Fixed Effects and Causal Inference#
So, you’re working with panel data. You have either multiple observations per entity (usually data over time), or you have nested data (data on individuals, each of whom belongs to a larger group, like kids in a school). And you want to add fixed effects for the entities or groups. But what does that mean from the perspective of causal inference?
The simple answer is that a fixed effect is a tool for controlling for a specific source of baseline differences (namely, baseline differences across entities). In that sense, fixed effects are no different from any other type of control variable we put in a regression.
But there is an important difference: with most variables we put in a regression, those variables are only controlling for a specific thing, the thing they measure. If you add age, you’re controlling for age; add income, you’re controlling for income. But fixed effects are a little more powerful: they control for any stable source of baseline differences between entities!
Uh, what?
Suppose you have weekly sales data for all your stores over several years, and you’re interested in better understanding the effect of each store’s local unemployment rate on sales. For simplicity, we’ll assume that in any week, a given store is said to experience high unemployment (\(D_i=1\)) or low unemployment (\(D_i=0\)), though this extends to using thinking of unemployment as a continuous variable.
If you just ran a regression of local unemployment rates on sales, you might find that sales are extremely sensitive to the local unemployment rate. But when you dig in, that’s because your New York City store in Times Square makes tons of sales, and NYC tends to always have low unemployment.
In our usual causal framework, we’d say that our NYC store had important baseline differences in our outcome (sales per week) that happened to be correlated with treatment assignment (NY tends to have low unemployment), though we don’t think it’s because of NYC has low unemployment (we think it’s because the store is in Times Square!). As a result, \(E(Y_i^0|D_i=0) \neq E(Y_i^0|D_i=1)\). We have a problem with baseline differences.

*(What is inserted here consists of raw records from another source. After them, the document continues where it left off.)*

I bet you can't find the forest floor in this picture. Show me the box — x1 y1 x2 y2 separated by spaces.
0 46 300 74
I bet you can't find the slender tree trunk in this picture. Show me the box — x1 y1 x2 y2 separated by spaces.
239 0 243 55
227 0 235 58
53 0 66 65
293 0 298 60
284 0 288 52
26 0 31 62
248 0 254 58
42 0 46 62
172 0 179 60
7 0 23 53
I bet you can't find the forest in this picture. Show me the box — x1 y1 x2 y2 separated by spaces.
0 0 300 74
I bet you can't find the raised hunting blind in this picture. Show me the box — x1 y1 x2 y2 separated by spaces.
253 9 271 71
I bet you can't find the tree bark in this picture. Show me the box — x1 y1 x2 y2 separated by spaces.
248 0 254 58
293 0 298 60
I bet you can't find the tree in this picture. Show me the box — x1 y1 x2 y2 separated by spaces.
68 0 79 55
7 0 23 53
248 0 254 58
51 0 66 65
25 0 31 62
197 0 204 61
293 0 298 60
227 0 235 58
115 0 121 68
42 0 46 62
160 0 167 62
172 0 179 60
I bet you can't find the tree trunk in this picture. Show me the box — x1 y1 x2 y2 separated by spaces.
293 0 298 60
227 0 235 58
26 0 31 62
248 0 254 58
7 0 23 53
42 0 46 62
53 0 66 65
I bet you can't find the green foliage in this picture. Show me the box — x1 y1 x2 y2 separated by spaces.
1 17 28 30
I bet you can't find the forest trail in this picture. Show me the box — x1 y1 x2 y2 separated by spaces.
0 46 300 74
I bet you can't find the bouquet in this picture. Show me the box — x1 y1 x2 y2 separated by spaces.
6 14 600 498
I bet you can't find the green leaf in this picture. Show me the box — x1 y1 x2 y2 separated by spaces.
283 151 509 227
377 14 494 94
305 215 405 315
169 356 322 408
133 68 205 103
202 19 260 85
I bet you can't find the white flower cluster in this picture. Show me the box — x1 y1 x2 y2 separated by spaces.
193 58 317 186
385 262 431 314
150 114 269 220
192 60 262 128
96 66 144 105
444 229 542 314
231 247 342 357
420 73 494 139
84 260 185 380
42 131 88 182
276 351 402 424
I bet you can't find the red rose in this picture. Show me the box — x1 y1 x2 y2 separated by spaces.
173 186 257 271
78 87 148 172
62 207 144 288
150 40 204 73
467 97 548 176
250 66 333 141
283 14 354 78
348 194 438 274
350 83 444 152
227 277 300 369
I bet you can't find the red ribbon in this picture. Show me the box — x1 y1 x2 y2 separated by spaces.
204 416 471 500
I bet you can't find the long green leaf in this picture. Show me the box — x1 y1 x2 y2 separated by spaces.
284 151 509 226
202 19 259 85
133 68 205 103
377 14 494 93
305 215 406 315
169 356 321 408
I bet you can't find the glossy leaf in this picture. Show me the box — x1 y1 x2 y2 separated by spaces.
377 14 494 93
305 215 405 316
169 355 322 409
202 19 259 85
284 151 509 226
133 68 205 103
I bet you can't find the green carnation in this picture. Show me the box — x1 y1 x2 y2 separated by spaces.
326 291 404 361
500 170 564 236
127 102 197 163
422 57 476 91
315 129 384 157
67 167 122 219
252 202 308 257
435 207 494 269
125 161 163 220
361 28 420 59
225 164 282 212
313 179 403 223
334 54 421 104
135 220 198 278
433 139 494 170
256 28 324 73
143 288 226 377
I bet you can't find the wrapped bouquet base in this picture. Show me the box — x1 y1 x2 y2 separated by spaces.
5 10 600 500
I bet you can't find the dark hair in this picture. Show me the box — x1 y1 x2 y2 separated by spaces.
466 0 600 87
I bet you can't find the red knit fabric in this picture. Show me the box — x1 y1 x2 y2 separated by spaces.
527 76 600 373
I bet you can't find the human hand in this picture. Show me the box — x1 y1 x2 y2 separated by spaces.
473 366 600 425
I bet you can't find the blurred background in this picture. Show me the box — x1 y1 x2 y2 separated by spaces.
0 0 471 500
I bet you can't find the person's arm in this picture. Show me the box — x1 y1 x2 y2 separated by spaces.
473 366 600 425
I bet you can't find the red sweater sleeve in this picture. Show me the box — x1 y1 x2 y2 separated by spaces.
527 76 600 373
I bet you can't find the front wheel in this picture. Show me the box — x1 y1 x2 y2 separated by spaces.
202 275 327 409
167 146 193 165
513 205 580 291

But what if you add store fixed effects to the model? You can think of those fixed effects as demeaning all sales for each store. In other words, you’re removing level differences across scores from the relationship you’re trying to estimate. As a result, instead of estimating how differences in unemployment are correlated with sales, you’re instead estimating how changes in unemployment relate to changes in sales.
That’s because after fixed effects effectively demean your dependent variable (for each store), the only variation in the data you’re left with are the deviations in your dependent variable above or below its mean value for a given store. We’re no longer estimating the relationship between unemployment and store sales, but rather how changes in unemployment are correlated with changes in sales.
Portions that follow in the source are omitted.